1.  Menggalang kerjasama dan koordinasi dengan departemen/instansi terkait untuk menentukan prosedur/cara memerangi penebangan liar terutama penebangan dalam Taman Nasional, serta menutup illegal sawmils.

2.  Mempercepat reassessment sumber daya hutan sebagai dasar untuk formulasi National Forest Programme (NFP).

3.  Mengevaluasi kebijakan konversi hutan dan menghentikan sementara konversi hutan alam sampai NFP disetujui.

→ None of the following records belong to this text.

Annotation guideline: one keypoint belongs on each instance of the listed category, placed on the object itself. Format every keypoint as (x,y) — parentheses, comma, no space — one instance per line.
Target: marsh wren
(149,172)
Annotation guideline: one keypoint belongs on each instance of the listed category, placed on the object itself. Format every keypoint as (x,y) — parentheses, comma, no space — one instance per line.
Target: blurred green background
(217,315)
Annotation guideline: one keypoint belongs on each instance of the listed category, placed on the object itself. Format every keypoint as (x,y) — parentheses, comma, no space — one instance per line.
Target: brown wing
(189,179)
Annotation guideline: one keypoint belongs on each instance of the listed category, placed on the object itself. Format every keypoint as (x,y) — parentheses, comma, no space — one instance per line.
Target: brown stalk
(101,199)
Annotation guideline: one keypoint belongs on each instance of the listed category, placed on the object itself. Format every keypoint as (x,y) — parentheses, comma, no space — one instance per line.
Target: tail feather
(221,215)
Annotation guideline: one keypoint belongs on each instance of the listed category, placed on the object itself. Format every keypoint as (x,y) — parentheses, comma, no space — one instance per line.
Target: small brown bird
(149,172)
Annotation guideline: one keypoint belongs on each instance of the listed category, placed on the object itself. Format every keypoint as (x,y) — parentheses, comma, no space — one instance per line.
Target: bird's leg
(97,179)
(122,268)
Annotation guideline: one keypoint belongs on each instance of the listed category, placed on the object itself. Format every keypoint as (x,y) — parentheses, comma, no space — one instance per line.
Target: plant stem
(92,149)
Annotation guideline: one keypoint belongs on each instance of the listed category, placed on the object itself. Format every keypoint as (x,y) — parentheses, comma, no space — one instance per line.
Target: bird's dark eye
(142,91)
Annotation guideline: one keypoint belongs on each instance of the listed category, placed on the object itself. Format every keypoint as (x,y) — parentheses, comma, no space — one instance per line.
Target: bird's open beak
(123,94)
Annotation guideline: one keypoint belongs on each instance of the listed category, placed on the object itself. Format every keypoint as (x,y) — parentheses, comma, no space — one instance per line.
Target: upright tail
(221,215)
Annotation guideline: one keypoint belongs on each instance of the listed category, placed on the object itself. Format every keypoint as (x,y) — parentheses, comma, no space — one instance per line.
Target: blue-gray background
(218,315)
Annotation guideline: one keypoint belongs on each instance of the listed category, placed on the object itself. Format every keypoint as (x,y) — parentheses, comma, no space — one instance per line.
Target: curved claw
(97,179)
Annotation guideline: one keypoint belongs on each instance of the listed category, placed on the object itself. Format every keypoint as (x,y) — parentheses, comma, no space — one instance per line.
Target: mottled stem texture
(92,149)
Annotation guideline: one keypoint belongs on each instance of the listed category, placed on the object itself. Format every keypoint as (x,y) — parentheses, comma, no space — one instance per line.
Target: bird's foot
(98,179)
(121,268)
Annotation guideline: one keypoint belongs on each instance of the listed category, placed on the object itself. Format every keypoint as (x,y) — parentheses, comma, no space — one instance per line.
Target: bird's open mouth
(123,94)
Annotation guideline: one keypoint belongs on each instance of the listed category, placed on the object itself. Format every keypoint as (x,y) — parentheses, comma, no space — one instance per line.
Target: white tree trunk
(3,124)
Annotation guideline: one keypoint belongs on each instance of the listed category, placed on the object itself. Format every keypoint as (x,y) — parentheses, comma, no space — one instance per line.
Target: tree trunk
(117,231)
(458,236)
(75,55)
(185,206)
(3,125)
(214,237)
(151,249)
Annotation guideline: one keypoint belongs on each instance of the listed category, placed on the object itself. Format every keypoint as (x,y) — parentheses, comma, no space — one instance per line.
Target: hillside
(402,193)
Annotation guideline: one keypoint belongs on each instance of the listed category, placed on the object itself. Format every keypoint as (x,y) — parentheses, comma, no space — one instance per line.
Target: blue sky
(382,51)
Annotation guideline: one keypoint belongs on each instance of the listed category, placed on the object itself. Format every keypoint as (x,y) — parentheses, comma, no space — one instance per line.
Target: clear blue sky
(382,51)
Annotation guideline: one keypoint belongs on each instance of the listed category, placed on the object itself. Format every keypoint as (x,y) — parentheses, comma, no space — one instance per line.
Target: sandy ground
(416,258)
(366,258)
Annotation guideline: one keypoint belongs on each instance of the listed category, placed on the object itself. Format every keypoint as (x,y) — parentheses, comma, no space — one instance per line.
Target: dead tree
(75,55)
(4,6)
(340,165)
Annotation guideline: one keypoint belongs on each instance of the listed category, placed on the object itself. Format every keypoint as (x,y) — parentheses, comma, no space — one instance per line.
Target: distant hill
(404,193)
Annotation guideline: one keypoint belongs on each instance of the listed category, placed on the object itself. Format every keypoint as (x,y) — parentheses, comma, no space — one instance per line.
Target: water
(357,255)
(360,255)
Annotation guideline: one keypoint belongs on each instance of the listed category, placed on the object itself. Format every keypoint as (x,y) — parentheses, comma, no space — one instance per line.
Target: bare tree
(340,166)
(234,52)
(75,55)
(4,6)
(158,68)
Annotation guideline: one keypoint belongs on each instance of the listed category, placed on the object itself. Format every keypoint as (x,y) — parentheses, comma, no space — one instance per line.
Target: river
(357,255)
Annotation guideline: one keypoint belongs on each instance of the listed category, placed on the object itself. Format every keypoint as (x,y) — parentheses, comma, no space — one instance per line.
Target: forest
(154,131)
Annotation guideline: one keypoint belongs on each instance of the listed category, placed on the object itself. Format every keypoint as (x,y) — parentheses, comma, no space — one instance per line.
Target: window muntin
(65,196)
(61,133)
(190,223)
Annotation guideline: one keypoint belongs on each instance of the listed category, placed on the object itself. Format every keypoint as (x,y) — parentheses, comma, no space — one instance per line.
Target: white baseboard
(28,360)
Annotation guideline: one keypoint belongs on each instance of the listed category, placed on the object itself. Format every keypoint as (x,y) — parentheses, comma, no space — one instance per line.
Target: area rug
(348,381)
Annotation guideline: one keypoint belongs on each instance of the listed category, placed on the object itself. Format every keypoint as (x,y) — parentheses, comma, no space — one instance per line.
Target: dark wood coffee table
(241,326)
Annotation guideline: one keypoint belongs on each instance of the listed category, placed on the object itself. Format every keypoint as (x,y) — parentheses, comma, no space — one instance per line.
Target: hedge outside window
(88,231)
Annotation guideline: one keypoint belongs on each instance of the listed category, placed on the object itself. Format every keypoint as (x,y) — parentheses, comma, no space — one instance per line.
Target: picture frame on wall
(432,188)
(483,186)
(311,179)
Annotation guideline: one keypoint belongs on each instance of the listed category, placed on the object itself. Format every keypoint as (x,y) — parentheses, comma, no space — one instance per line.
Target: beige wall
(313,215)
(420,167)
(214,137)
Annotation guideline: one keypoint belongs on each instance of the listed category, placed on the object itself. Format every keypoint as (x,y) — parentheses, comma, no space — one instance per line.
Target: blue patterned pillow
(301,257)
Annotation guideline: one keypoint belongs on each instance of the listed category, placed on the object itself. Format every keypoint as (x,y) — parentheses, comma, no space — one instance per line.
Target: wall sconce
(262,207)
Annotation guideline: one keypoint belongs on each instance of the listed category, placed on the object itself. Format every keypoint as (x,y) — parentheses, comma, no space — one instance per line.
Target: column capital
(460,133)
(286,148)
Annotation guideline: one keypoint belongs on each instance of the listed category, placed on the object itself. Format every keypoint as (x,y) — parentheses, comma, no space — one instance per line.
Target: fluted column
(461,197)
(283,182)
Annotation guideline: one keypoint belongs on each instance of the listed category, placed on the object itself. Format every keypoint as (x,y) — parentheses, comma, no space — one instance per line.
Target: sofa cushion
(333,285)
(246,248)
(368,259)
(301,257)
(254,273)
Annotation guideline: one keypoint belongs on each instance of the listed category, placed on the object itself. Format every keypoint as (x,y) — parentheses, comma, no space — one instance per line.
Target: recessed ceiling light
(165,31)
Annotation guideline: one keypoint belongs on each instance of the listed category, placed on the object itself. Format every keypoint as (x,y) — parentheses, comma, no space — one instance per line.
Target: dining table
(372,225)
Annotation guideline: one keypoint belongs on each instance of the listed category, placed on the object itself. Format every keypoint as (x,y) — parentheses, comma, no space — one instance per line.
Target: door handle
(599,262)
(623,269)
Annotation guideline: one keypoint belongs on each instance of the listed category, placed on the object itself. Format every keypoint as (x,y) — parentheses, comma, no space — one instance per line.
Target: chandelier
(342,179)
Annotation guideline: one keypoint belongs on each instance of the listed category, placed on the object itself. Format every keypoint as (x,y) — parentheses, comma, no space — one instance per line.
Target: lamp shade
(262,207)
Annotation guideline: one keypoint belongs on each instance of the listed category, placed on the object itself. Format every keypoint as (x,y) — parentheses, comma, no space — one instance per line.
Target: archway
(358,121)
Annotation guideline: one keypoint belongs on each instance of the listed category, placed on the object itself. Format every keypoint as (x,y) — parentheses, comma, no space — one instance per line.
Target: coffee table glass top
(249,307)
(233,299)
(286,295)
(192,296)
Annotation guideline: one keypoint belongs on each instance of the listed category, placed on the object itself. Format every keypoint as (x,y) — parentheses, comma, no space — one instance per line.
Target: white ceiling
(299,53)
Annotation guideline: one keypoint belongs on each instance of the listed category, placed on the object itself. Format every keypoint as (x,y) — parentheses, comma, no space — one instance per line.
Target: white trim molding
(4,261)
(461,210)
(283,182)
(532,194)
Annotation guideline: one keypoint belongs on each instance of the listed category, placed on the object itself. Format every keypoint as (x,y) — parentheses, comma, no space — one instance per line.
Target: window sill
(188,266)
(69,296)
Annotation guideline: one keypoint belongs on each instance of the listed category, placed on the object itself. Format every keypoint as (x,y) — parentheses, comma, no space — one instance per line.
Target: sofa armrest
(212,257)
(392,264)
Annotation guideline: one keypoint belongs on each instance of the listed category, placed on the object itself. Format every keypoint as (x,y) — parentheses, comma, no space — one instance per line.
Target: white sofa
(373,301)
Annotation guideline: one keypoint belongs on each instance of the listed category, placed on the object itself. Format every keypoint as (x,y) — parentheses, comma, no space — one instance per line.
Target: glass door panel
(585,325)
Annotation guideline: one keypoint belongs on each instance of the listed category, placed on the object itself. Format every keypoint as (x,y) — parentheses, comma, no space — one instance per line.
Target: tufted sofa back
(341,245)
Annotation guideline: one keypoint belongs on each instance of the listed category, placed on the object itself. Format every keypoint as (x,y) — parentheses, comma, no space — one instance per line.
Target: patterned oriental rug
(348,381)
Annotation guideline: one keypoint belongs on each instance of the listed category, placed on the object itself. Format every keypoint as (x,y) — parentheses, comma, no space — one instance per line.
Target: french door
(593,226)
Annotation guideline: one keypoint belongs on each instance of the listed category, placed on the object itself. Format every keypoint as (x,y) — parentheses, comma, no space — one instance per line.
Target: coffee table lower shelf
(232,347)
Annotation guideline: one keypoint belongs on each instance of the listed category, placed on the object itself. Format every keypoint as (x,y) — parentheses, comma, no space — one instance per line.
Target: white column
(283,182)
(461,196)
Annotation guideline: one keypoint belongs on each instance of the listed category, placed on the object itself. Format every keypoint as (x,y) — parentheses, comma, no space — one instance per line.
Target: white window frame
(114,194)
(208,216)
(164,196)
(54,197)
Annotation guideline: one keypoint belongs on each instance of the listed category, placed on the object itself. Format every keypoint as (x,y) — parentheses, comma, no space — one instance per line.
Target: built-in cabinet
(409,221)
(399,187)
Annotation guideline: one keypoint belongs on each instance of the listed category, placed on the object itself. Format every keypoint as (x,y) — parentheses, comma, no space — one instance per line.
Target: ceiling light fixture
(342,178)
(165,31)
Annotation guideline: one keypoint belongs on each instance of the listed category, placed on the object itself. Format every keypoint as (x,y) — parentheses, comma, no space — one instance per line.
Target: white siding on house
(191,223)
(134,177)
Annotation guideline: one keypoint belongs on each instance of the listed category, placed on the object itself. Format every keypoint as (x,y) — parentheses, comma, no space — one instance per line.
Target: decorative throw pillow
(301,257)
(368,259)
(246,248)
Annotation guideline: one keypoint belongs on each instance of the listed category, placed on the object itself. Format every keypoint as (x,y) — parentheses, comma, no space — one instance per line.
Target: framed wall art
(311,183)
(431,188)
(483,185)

4.  Mengurangi kapasitas dan restrukturisasi industri perkayuan dalam rangka menyeimbangkan antara supply dan demand bahan baku, dan dalam rangka meningkatkan daya saing industri perkayuan Indonesia.

5.  Menutup industri perkayuan yang memiliki hutang besar dan dibawah kontrol IBRA serta mengkaitkan rencana penghapusan hutang dengan pengurangan kapasitas.

6.  Mengkaitkan program reforestasi dengan industri perkayuan yang ada dan yang dalam proses pembangunan.

7.  Rekalkulasi real value atas kayu.

8.  Memanfaatkan proses desentralisasi sebagai alat (tool) untuk mengembangkan pengelolaan hutan berkelanjutan (sustainable forest management).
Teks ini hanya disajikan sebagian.